Now, let's download what is necessary for initiating jdbc connections, as well as what is required to run PySpark itself.

In [None]:
# https://stackoverflow.com/questions/34948296/using-pyspark-to-connect-to-postgresql
!wget https://jdbc.postgresql.org/download/postgresql-42.5.0.jar

In [None]:
import os
import pandas as pd
from sklearn.preprocessing import LabelEncoder
from sklearn.model_selection import train_test_split
import numpy as np  

%config Completer.use_jedi = False


SPARKVERSION='2.4.8'
HADOOPVERSION='2.7'
pwd=os.getcwd()

os.environ["JAVA_HOME"] = "/usr/lib/jvm/java-8-openjdk-amd64"
os.environ["SPARK_HOME"] = f"{pwd}/spark-{SPARKVERSION}-bin-hadoop{HADOOPVERSION}"

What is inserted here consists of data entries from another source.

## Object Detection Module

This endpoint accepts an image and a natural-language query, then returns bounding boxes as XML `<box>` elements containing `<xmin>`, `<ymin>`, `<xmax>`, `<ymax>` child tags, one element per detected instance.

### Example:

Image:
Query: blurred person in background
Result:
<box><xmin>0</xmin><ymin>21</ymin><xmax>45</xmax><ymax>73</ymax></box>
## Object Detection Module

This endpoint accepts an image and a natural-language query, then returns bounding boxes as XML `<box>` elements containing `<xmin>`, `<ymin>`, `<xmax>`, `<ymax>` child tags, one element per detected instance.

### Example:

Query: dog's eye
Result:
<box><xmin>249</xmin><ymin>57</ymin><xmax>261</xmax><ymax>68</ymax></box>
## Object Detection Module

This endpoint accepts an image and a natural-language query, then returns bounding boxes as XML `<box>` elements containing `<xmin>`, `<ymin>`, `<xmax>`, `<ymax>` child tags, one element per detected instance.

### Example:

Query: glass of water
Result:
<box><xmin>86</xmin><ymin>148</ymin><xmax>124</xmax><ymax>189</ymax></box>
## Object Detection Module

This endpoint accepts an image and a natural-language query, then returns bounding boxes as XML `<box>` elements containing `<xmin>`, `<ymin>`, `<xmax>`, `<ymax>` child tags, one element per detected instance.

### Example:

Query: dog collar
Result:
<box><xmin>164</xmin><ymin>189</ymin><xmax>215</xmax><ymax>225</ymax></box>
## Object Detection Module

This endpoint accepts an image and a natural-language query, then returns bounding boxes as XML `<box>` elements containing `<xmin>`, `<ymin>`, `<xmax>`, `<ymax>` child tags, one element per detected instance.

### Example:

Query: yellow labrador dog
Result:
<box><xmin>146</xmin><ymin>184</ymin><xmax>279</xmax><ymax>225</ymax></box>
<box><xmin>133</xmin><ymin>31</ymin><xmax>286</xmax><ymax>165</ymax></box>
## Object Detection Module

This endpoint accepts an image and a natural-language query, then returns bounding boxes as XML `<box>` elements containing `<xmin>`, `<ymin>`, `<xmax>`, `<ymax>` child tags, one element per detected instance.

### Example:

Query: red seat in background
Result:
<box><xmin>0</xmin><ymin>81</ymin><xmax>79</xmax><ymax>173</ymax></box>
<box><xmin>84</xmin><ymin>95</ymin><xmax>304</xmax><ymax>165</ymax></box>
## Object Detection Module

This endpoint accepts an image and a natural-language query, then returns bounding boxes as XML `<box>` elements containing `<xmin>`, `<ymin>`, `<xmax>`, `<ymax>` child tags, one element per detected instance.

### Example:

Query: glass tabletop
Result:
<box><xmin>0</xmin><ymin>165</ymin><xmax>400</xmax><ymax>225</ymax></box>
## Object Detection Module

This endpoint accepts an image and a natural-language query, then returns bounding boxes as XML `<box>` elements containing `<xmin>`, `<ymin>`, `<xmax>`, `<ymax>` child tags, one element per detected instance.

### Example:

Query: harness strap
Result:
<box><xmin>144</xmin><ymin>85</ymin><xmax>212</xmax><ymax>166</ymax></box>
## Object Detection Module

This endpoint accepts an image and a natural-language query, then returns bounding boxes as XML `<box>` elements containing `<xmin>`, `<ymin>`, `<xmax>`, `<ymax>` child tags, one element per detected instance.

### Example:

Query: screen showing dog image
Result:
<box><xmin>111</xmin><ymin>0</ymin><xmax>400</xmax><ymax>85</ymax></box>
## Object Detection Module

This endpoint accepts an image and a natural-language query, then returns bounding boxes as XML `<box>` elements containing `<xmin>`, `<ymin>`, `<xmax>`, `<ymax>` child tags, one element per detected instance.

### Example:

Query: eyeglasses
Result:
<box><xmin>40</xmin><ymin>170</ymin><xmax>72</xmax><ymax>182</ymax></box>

print(os.environ['SPARK_HOME'])


/content/spark-2.4.8-bin-hadoop2.7


In [None]:
!sudo apt-get install openjdk-8-jdk-headless -qq > /dev/null
!wget https://archive.apache.org/dist/spark/spark-{SPARKVERSION}/spark-{SPARKVERSION}-bin-hadoop{HADOOPVERSION}.tgz
!tar xf spark-{SPARKVERSION}-bin-hadoop{HADOOPVERSION}.tgz

In [None]:
!cp postgresql-42.5.0.jar spark-2.4.8-bin-hadoop2.7/jars

In [None]:
!pip install findspark

Looking in indexes: https://pypi.org/simple, https://us-python.pkg.dev/colab-wheels/public/simple/
Collecting findspark
  Downloading findspark-2.0.1-py2.py3-none-any.whl (4.4 kB)
Installing collected packages: findspark
Successfully installed findspark-2.0.1


In [None]:
import findspark
findspark.init()

# get a spark session
from pyspark.sql import SparkSession
spark = SparkSession.builder.config("spark.jars", 
                                                       "postgresql-42.2.5.jar").config(
                                                          "spark.driver.extraClassPath",
                                                          "spark-2.4.8-bin-hadoop2.7/jars"
                                                       ).getOrCreate()
print(spark.conf.get('spark.jars'))

%env PYARROW_IGNORE_TIMEZONE=1

env: PYARROW_IGNORE_TIMEZONE=1


# Questions

### Question 1

Using a PySpark dataframe, print the schema of customer table in the pagila PostgreSQL database by utilising a JDBC connection.

In [1]:
# pyspark code

### Question 2

Use the Spark SQL API to query the customer table, compute the number of unique email addresses in that table and print the result in the notebook.

In [2]:
# pyspark code

### Question 3 

Repeat this calculation using only the Dataframe API and print the result.

In [3]:
# pyspark code

### Question 4 

How many partitions are present in the dataframe resulting from Question 3 (additionally provide the code necessary to determine that)

### Question 5

Compute the min and max of customer.create_date and print the result (once more using the Spark DataFrame API and not the Spark SQL API).

### Question 6.1

Determine which first names occur more than once:

1. using the Spark SQL API (printing the result)

### Question 6.2

  2. using the Spark Dataframe API (printing the result once more).

### Question 7

Port the PostgreSQL below to the PySpark DataFrame API and execute the query within Spark (not directly on PostgreSQL): 

```
SELECT
   staff.first_name
   ,staff.last_name
   ,SUM(payment.amount)
 FROM payment
   INNER JOIN staff ON payment.staff_id = staff.staff_id
 WHERE payment.payment_date BETWEEN '2007-01-01' AND '2007-02-01'
 GROUP BY
   staff.last_name
   ,staff.first_name
 ORDER BY SUM(payment.amount)
 ;
```

### Question 8

Are you currently executing commands on a driver node, or a worker? Provide the code you ran to determine that.